Monitoring¶

Health Checks¶

Both services expose health and readiness endpoints.

Controller¶

Endpoint	Method	What it checks
`/health/`	GET	Database connectivity
`/ready/`	GET	Database + Redis + MinIO

curl -s http://localhost:8000/health/ | python -m json.tool
curl -s http://localhost:8000/ready/  | python -m json.tool

Dispatcher¶

Endpoint	Method	What it checks
`/health`	GET	Service alive
`/ready`	GET	Database + Redis connectivity

curl -s http://localhost:8080/health | jq .
curl -s http://localhost:8080/ready  | jq .

Load Balancer Configuration¶

Use /health (Dispatcher) or /health/ (Controller) for liveness probes. Use /ready or /ready/ for readiness probes -- these check downstream dependencies and will fail if Postgres or Redis is unreachable.

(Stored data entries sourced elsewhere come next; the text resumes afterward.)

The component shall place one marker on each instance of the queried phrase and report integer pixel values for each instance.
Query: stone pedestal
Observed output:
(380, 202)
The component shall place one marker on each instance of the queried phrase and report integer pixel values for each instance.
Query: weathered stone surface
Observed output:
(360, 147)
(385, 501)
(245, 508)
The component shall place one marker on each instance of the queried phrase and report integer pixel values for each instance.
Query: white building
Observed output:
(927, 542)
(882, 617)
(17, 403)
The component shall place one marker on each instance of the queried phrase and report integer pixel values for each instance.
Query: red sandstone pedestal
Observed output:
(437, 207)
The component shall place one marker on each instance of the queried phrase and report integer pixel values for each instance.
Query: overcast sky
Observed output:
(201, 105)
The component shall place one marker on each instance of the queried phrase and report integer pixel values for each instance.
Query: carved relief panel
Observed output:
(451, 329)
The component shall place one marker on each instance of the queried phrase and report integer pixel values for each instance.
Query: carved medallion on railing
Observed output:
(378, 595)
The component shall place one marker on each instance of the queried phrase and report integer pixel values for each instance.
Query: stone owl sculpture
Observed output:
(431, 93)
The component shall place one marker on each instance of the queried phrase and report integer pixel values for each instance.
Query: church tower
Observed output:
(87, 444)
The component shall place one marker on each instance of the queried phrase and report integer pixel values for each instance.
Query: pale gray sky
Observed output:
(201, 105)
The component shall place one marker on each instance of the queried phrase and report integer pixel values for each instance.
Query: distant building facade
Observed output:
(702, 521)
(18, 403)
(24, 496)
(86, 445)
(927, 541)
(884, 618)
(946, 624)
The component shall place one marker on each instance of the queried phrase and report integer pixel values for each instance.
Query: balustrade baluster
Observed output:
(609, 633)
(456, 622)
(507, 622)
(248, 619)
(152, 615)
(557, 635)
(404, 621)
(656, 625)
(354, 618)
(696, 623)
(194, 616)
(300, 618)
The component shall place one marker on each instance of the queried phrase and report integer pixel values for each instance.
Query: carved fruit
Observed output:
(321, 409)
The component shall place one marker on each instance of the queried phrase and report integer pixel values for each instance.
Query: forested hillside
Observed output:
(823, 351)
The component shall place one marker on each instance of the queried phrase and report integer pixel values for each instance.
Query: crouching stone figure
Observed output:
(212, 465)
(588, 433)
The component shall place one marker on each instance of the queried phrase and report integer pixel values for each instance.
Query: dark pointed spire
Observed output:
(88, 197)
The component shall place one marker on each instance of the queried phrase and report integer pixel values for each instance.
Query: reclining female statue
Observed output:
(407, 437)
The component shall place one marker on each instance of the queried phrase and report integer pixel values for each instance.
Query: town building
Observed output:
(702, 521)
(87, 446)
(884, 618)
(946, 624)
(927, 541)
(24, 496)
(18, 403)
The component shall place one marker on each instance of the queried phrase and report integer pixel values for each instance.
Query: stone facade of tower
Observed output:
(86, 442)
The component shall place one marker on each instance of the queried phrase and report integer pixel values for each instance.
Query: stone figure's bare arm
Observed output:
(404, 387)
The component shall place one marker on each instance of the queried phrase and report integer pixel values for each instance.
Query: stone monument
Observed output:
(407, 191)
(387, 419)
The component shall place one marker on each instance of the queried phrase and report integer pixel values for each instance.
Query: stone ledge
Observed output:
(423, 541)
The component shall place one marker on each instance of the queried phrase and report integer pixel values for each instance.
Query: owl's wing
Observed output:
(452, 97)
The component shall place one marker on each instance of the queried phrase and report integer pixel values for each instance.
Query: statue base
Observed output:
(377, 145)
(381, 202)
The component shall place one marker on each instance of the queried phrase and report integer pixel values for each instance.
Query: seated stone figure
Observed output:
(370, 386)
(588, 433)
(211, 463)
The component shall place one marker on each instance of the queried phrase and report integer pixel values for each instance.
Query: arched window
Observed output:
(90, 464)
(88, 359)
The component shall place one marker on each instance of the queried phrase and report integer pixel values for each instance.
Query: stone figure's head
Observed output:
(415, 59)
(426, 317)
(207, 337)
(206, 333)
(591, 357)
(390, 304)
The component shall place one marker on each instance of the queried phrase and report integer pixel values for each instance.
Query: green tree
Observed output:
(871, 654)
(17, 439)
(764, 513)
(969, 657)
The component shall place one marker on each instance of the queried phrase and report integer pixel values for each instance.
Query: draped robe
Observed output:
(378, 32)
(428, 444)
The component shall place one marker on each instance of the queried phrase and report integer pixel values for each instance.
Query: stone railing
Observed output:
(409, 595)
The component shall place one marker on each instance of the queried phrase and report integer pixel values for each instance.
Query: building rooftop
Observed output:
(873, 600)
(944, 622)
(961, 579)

# Kubernetes liveness/readiness probes
livenessProbe:
  httpGet:
    path: /health/
    port: 8000
  initialDelaySeconds: 5
  periodSeconds: 10

readinessProbe:
  httpGet:
    path: /ready/
    port: 8000
  initialDelaySeconds: 10
  periodSeconds: 15

Dashboards¶

Temporal UI¶

Access at http://localhost:8088 in local dev. Provides:

Workflow execution history and status
Signal delivery tracking
Activity task queue depth
Worker availability

MinIO Console¶

Access at http://localhost:9001 (dev credentials: minioadmin / minioadmin). Shows:

Brief and skill storage usage
Object lifecycle and versioning
Bucket access patterns

Controller Admin¶

Django admin at http://localhost:8000/admin provides:

Task list with status filtering
Dispatcher instance status and last heartbeat
Workflow instance status and stage progress
Skill and config version history

Dispatcher Operator UI¶

The Dispatcher serves an HTMX-based operator UI at http://localhost:8080. Features:

Agent gallery -- running agents as tiles with live status
noVNC links for visual agent tiers (terminal, browser, desktop)
Task telemetry -- duration, tokens used, exit codes

Key Metrics to Track¶

Controller¶

Metric	Source	Alert threshold
Task dispatch latency	Application logs	> 5s
Brief assembly time	Celery task duration	> 10s
Failed dispatches	Task status counts	> 5% failure rate
Pending workflow instances	Temporal UI	Growing unbounded
Database connection pool	PgBouncer stats	> 80% utilization

Dispatcher¶

Metric	Source	Alert threshold
Queue depth	Redis `LLEN` or stream `XLEN`	Growing unbounded
Active tasks	Redis task state	Approaching concurrency limit
Container spawn failures	Application logs	Any
Image pull latency	Application logs	> 60s (cold pull)
Monitor loop duration	Application logs	> configured interval

Log Aggregation¶

Application Logs¶

Both services log to stdout in JSON format in production. Route to your log aggregation system:

CloudWatchLoki / GrafanaDatadog

Container stdout is captured automatically by ECS/EKS log drivers.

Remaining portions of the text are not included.